Communicating Rising Insurance Premiums
Managed Healthcare Executive recently reported that employer-sponsored health care premiums rose about 11.2 percent in 2004, continuing the double-digit growth rates of the previous four years. Covering a family under a PPO-type plan now costs about $10,000. As a result, many employers--especially smaller ones--have dropped health benefits altogether, leaving about 5 million more employees (plus their families) without health coverage.
According to the Bureau of Labor Statistics:
- 76% of covered participants in health care plans are now required to contribute to single coverage (average of $67.57 per month)
- 89% are required to contribute to family coverage (average of $264.59 per month)
As an employer, how do you communicate these rising costs to employees? One of the best things you can do is share the facts with your employees. Be open and honest with them about the options you have considered, including the cost of providing current levels of coverage. They will still be unhappy about having to pay higher premiums, but they should at least understand why.

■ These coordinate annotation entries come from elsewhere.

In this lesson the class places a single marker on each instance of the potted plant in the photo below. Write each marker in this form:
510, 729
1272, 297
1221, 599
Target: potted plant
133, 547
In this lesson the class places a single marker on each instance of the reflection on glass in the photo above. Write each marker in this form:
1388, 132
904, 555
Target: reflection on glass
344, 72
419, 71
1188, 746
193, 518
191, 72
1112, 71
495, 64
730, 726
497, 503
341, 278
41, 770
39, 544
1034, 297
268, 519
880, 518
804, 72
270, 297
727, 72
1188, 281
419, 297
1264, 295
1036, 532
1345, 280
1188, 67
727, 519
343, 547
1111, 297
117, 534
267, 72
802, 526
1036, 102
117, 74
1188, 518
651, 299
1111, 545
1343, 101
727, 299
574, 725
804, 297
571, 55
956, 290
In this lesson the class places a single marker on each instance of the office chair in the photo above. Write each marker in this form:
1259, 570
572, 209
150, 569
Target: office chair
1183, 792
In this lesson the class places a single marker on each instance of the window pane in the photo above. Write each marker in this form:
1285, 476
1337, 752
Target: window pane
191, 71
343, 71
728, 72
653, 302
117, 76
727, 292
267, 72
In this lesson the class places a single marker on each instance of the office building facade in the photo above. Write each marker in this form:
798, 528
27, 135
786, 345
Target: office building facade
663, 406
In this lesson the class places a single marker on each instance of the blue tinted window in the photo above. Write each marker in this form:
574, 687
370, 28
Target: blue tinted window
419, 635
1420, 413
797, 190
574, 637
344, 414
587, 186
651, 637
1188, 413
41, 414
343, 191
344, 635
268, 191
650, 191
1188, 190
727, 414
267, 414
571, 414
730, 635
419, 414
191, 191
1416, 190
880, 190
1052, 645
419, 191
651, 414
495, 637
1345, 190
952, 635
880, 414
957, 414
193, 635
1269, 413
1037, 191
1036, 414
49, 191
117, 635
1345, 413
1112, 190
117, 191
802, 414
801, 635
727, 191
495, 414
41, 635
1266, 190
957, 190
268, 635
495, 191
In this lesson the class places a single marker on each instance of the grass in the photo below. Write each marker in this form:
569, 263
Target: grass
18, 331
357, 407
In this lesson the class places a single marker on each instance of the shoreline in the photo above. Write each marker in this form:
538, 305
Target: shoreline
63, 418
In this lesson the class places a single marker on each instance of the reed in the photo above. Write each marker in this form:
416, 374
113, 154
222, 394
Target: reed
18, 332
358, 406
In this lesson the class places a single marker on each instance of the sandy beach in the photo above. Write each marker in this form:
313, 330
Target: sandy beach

Other ideas to deal with this issue:
- Consider setting up a plan whereby employees pay a portion of their premiums with before-tax dollars. Additionally, employers can provide employees with flexible spending accounts that enable employees to pay for co-payments, deductibles and certain items not covered by insurance with funds set aside before taxes. Both of these plans will put a little money back in employees’ pockets.
- Adopt an audit feature that offers employees an incentive to audit their health care bills and to report medical billing errors. Consider sharing half of any savings with the employee.
- Show both the employer and employee portions of health care premiums as a line item on every pay stub.
- Seek employee input as you contemplate future changes in benefit plans. If the consumer was neither educated nor involved, this can contribute to employee backlash.